There are so many things I love about summer. The lazy afternoons that roll slowly into evening and then night. Hours in the pool with my kids. The bounty of fresh fruits and vegetables. Mostly from my CSA.

But I can't stand the heat of the kitchen. And so I usually avoid it. Not by starving my family (um, not usually). I just avoid turning on the oven. I cook mostly on the stovetop and grill, or serve raw foods. But I miss my roasted veggies and baked goods. And I especially miss homemade bread.

That's why I was kind of excited when the temperature dropped this week. I fired up the oven and got to work on some homemade bread.

This is my very favorite recipe. Although it does need 15-20 hours of rising, it's the simplest bread recipe I've ever made. There is no kneading, no rolling, and almost no shaping. As long as you're somewhat organized, and home at key intervals, this bread is an absolute breeze. Like 5-10 minutes of hands-on time. Seriously. And, did I mention it's fantastic? And that it tastes like artisan bread? Yeah, it does.

Oh, you'll need a big old oven-safe cast iron pot to make this recipe. Here's the one I use. It's AWESOME.

Jim Lahey's No Knead Bread, slightly adapted from the New York Times.
Makes one generous loaf.  Buy the book if you want to try variations.

2 ½ cups regular or high gluten flour
½ cup whole wheat flour
¼ teaspoon dry yeast
1¼ teaspoons kosher salt
1⅝ cups water
Extra flour for dusting

Get started on this recipe the evening before you want to eat the bread. If you want to eat it on Wednesday evening, do this first step on Tuesday evening. Use a wooden spoon to mix the flours, yeast and salt in a large mixing bowl. Add the water, and stir for a couple of minutes until the dough seems even. It'll be quite a bit stickier than other bread recipes you might be used to. Cover the bowl with saran wrap and let it rest in a warm room for anywhere from 12-18 hours.

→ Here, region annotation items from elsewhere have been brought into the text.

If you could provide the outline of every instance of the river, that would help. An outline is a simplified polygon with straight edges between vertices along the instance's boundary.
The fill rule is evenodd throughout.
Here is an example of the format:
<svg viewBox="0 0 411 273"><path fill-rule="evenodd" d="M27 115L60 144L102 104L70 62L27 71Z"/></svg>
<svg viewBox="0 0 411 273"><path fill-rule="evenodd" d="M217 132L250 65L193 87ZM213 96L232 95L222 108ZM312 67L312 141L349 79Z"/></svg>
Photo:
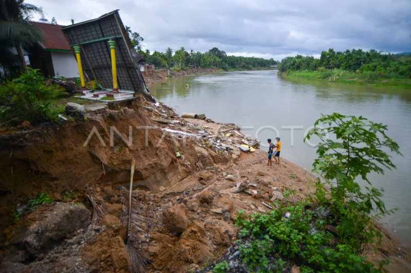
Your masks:
<svg viewBox="0 0 411 273"><path fill-rule="evenodd" d="M234 122L262 144L278 133L281 156L308 170L316 157L315 149L303 139L321 114L362 115L388 125L388 136L398 143L404 156L391 154L397 170L371 175L370 181L385 189L386 207L399 209L381 222L411 246L411 90L285 79L273 70L186 76L149 87L152 95L176 112L206 114L216 122ZM293 143L289 127L296 127Z"/></svg>

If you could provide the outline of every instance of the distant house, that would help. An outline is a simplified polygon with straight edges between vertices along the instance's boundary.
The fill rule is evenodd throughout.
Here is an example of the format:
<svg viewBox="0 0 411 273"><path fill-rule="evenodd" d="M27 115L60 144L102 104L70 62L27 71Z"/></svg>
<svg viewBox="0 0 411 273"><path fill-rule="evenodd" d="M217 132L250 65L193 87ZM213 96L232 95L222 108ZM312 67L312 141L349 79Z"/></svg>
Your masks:
<svg viewBox="0 0 411 273"><path fill-rule="evenodd" d="M155 67L153 64L139 64L140 71L153 71L155 70Z"/></svg>
<svg viewBox="0 0 411 273"><path fill-rule="evenodd" d="M79 76L77 61L61 30L63 26L49 23L30 22L30 24L44 32L45 41L29 53L30 67L40 69L45 77Z"/></svg>

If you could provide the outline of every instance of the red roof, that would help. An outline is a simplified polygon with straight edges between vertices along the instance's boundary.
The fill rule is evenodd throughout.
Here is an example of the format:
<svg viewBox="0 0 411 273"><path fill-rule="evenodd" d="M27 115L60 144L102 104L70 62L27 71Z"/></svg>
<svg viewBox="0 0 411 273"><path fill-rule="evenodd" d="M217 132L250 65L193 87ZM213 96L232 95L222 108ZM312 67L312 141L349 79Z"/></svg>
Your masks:
<svg viewBox="0 0 411 273"><path fill-rule="evenodd" d="M46 41L40 43L44 49L71 50L61 31L61 28L64 26L33 22L30 22L30 24L44 31Z"/></svg>

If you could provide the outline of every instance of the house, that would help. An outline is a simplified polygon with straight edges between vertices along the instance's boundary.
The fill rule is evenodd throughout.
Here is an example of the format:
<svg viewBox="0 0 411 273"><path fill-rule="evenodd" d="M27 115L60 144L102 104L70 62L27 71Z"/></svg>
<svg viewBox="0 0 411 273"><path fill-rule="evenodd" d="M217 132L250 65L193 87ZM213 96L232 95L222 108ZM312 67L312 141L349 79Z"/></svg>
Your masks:
<svg viewBox="0 0 411 273"><path fill-rule="evenodd" d="M30 24L44 31L45 41L29 52L29 66L40 69L45 77L79 77L77 61L61 30L63 26L34 22Z"/></svg>
<svg viewBox="0 0 411 273"><path fill-rule="evenodd" d="M139 64L140 71L154 71L155 70L154 65L153 64Z"/></svg>

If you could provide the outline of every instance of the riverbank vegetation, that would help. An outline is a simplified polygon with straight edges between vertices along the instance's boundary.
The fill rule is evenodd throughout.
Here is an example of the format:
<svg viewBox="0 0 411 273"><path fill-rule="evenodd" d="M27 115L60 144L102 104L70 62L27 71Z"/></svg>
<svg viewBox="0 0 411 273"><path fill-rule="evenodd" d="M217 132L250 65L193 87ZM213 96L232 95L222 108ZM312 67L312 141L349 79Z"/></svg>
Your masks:
<svg viewBox="0 0 411 273"><path fill-rule="evenodd" d="M228 71L267 68L277 62L272 58L266 59L254 57L228 56L225 51L216 47L204 53L195 52L193 49L188 51L184 47L175 51L168 47L164 52L157 51L151 52L148 49L143 50L144 45L142 42L144 38L138 33L133 32L127 26L126 29L135 49L143 56L146 62L153 64L156 68L170 69L174 68L178 70L190 67L217 68Z"/></svg>
<svg viewBox="0 0 411 273"><path fill-rule="evenodd" d="M165 52L150 50L138 50L147 62L153 64L156 68L183 69L185 68L219 68L226 71L234 70L251 70L269 68L277 62L272 58L270 59L254 57L228 56L227 53L217 48L213 48L202 53L192 49L188 52L182 47L176 50L174 55L173 50L168 48Z"/></svg>
<svg viewBox="0 0 411 273"><path fill-rule="evenodd" d="M283 59L278 66L281 74L296 78L411 88L411 55L330 49L319 59L297 55Z"/></svg>
<svg viewBox="0 0 411 273"><path fill-rule="evenodd" d="M317 120L306 139L320 138L313 171L322 175L330 190L318 179L315 193L302 202L277 202L268 214L248 218L240 212L236 244L241 262L258 272L282 272L293 265L304 272L386 272L388 259L376 264L363 256L366 249L381 243L373 219L394 212L381 201L382 189L373 187L367 177L396 167L382 149L401 155L386 130L361 116L333 113ZM362 188L358 177L368 186ZM213 272L219 272L223 263Z"/></svg>

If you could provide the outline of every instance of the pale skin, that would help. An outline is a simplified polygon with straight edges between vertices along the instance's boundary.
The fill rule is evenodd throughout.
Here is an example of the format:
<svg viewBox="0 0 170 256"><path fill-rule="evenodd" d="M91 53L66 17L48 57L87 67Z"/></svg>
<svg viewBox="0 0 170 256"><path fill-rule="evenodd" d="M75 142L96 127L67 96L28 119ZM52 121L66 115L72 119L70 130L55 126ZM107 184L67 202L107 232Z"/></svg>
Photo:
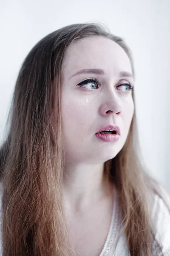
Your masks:
<svg viewBox="0 0 170 256"><path fill-rule="evenodd" d="M84 69L100 69L73 76ZM118 44L100 36L83 38L67 49L62 65L61 110L65 168L63 204L69 236L78 255L99 256L111 220L113 184L103 175L104 163L125 144L134 113L134 85L129 58ZM87 79L91 83L76 86ZM120 129L118 142L99 140L95 134L110 124Z"/></svg>

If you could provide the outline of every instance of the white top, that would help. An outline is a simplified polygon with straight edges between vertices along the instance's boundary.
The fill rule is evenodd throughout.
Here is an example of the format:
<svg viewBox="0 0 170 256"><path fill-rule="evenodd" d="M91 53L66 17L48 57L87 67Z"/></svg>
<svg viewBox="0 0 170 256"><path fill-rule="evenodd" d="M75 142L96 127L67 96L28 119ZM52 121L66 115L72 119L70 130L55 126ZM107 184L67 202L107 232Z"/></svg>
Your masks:
<svg viewBox="0 0 170 256"><path fill-rule="evenodd" d="M162 188L162 191L164 192ZM170 207L170 198L164 190L164 196ZM122 228L120 221L122 215L119 209L118 195L116 189L114 192L111 223L104 246L99 256L129 255L125 235L122 235L118 240L118 236ZM157 195L154 195L152 216L156 230L156 238L159 244L163 246L164 256L170 256L170 212L163 200ZM154 252L153 256L159 256L156 250Z"/></svg>
<svg viewBox="0 0 170 256"><path fill-rule="evenodd" d="M114 186L115 188L115 186ZM2 188L0 183L0 219L1 219L1 197ZM125 235L118 240L122 227L120 219L122 215L119 207L118 195L114 189L114 201L111 222L104 246L99 256L128 256L129 255ZM165 194L167 196L167 194ZM163 246L164 256L170 256L170 212L165 204L158 195L154 196L152 218L157 230L156 238ZM167 198L170 206L170 198ZM168 201L169 200L169 201ZM158 256L156 253L153 256ZM0 230L0 256L2 256L1 230Z"/></svg>

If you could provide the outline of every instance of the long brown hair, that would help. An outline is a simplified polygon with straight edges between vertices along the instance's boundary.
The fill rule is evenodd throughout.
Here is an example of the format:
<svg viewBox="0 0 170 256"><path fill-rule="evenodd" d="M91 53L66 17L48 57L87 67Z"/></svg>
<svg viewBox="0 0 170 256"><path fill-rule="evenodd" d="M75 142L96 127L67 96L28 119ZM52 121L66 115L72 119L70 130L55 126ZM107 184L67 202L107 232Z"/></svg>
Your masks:
<svg viewBox="0 0 170 256"><path fill-rule="evenodd" d="M134 75L132 54L124 40L100 23L75 24L51 33L34 46L22 64L8 118L9 131L0 151L3 256L76 255L62 204L61 74L70 44L95 35L109 38L124 49ZM56 130L52 135L50 120L54 106ZM159 184L147 174L139 157L137 128L135 108L125 144L105 163L104 171L118 192L130 255L143 252L150 256L152 244L156 243L161 251L161 245L153 231L148 198L154 193L162 196Z"/></svg>

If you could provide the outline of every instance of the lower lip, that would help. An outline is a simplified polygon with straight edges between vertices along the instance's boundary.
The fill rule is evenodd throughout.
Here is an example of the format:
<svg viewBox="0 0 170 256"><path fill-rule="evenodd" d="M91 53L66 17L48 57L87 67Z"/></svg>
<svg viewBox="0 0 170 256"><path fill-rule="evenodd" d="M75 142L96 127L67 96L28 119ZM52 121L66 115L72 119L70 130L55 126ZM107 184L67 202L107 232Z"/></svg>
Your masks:
<svg viewBox="0 0 170 256"><path fill-rule="evenodd" d="M118 134L102 134L99 133L96 134L96 136L100 140L102 140L106 142L116 142L119 138Z"/></svg>

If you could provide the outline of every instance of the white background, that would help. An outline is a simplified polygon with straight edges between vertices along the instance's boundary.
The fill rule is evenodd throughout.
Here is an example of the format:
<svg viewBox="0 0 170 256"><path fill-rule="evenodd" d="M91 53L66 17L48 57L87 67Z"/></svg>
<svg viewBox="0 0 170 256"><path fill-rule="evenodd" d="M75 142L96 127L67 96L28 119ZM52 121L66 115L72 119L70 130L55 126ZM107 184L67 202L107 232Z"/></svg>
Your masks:
<svg viewBox="0 0 170 256"><path fill-rule="evenodd" d="M19 69L32 47L65 26L102 21L132 51L143 156L150 175L170 192L170 0L1 0L0 5L0 143Z"/></svg>

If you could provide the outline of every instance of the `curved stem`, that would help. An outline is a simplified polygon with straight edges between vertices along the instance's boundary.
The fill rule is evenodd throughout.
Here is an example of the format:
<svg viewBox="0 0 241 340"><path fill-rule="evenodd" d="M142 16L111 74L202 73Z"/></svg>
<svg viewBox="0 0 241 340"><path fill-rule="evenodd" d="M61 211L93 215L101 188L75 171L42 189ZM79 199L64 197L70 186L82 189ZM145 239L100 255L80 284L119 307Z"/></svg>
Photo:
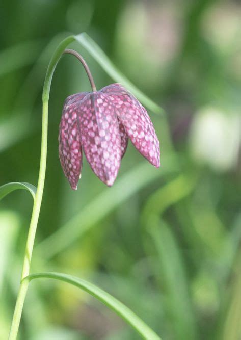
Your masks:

Move onto this next step when the dough is spotted with little bubbles. This can happen anywhere from 12-15 hours after you've put it up. Dust a counter or cutting board (for easier cleanup) with flour. Dump the dough onto it, giving a nudge with a spoon if needed. Sprinkle the dough with some more flour and fold it over on itself a couple of times. Cover the dough with saran wrap and leave it to rest for 15-30 minutes.

Spread out a clean cotton cloth on your counter. (I use an old - washed - pillowcase. The original recipe says NOT to use terry cloth.) Flour it generously and then quickly shape the dough into a ball, using a tiny bit of flour if the dough is sticking to your hands.  Put the dough seam side down on towel. Dust your dough-blob with more flour. Cover it with another cotton cloth and let it rise for anywhere from 1½ - 3 hours till it's doubled in size.

Half hour before you plan to bake it, preheat the oven to 450*. Put a 6- to 8-quart heavy covered pot (I use this one) in the oven to heat up. When you're ready, put on a thick pair of hot gloves and remove the pot from the oven. Carefully turn the dough over into the pot, seam side up. Cover the pot with the oven-safe lid and bake the bread for 30 minutes. Remove the lid and bake it for another 20-30 minutes, until the loaf is beautifully browned. Cool on a rack before devouring.